Ok, so let's talk food, because that's really the point of the trip.
When we got back from the walk we were introduced to Pablo, our chef. He has worked in San Francisco, Buenos Aires, but has settled in Mendoza. Super, super nice guy. We chatted for quite a while, and he passed along a couple of restaurant recommendations for when we were going to be in BA. He told us all about the menu for the evening that he and his Sous-chef, Diego, had prepared.
He prepares everything in the true Argentinian style - by wood oven. So everything we had was oven baked. The roles we ate were fresh out of the oven. The pork ribs were roasted for 4 hours before dinner, served with mashed potatoes and a roasted tomato. He explained that he likes to use very fresh, very flavorful ingredients, so that he can prepare more simple dishes. Like our salad which was arugula, Gouda, oranges, and oil/vinegar. Amazing.

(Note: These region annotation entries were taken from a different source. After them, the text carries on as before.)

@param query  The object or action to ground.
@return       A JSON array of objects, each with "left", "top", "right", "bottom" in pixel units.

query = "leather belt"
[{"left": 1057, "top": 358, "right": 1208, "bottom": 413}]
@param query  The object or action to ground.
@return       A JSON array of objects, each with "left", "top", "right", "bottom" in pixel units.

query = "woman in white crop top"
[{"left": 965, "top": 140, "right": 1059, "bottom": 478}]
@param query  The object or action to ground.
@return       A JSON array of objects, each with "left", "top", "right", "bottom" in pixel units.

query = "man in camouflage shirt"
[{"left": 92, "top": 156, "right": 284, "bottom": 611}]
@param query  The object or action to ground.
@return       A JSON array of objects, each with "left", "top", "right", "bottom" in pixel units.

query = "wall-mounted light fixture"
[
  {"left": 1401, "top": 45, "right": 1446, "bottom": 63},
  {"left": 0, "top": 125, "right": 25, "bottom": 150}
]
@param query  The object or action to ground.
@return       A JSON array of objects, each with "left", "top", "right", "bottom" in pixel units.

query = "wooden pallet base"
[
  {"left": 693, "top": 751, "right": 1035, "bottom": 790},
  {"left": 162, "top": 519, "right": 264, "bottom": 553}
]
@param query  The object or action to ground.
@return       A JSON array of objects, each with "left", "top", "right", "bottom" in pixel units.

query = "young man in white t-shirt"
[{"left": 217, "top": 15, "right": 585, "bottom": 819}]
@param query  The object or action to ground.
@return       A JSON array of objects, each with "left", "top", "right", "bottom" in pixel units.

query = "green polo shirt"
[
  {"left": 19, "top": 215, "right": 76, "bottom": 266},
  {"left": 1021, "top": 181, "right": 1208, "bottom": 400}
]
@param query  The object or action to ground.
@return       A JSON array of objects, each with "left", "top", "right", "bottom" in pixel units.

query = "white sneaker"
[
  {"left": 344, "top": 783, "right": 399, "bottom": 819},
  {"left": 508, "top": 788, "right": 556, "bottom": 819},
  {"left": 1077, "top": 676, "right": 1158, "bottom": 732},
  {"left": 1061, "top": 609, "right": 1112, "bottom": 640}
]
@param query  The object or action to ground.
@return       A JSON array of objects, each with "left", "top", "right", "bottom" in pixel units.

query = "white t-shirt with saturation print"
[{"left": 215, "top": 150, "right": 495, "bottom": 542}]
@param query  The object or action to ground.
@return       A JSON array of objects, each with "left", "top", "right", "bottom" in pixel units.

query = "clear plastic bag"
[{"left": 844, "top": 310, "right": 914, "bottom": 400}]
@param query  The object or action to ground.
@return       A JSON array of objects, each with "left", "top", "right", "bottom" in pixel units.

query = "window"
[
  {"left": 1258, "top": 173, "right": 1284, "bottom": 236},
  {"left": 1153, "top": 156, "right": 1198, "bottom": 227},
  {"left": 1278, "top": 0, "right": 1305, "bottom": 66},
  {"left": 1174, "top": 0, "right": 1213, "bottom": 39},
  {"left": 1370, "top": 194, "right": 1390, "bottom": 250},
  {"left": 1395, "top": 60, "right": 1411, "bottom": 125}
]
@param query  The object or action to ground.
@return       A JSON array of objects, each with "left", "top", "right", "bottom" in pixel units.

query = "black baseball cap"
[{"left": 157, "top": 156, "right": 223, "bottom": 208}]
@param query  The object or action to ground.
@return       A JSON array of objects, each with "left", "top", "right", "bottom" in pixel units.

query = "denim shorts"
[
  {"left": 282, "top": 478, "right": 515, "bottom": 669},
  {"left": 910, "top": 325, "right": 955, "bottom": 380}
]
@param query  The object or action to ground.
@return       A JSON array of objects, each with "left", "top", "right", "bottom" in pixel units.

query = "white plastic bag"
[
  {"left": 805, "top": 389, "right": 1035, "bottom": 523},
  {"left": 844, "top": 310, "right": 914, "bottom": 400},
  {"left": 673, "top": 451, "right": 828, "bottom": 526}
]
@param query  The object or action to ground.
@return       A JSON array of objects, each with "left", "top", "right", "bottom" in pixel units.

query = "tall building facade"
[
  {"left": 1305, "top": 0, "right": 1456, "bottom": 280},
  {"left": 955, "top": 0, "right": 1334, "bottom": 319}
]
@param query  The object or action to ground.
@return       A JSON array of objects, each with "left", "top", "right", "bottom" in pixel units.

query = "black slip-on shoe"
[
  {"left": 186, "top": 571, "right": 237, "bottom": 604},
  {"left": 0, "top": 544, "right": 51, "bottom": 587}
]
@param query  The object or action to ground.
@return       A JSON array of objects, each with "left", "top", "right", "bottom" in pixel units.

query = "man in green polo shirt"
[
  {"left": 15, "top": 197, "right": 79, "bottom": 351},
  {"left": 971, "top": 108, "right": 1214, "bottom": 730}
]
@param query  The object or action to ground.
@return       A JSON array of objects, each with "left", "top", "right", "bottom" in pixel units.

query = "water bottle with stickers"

Our waitress was a sweet girl named Italia. She didn't speak much English and was very shy to try it. But she informed us that she had to use us to practice since we were the first - so the three of us talked for quite a while. These are the times I enjoy most on a trip... when you're spending time with the locals, having local cuisine, and really getting a sense for the place. Of course everything seems better when you have good food and good wine.

But for me, the real achievement of the meal, was the flan. Prior to this, I did not like flan. I'd tried it, probably, 3-4 times, and had mediocre to negetive experiences with it across the board. I've never had flan like this. It was more creamy than gelatinous, and it was served with the most smooth dulce de leche I've ever tasted. It was incredible. Kudos to Pablo for being able to completely change my mind about a regional dish!

That's post-dinner bliss.

At the end of dinner, we'd ordered an additional bottle of wine for our room. So we went back, watched Mad Men on the Iphone, sipped wine, and then read until we fell asleep.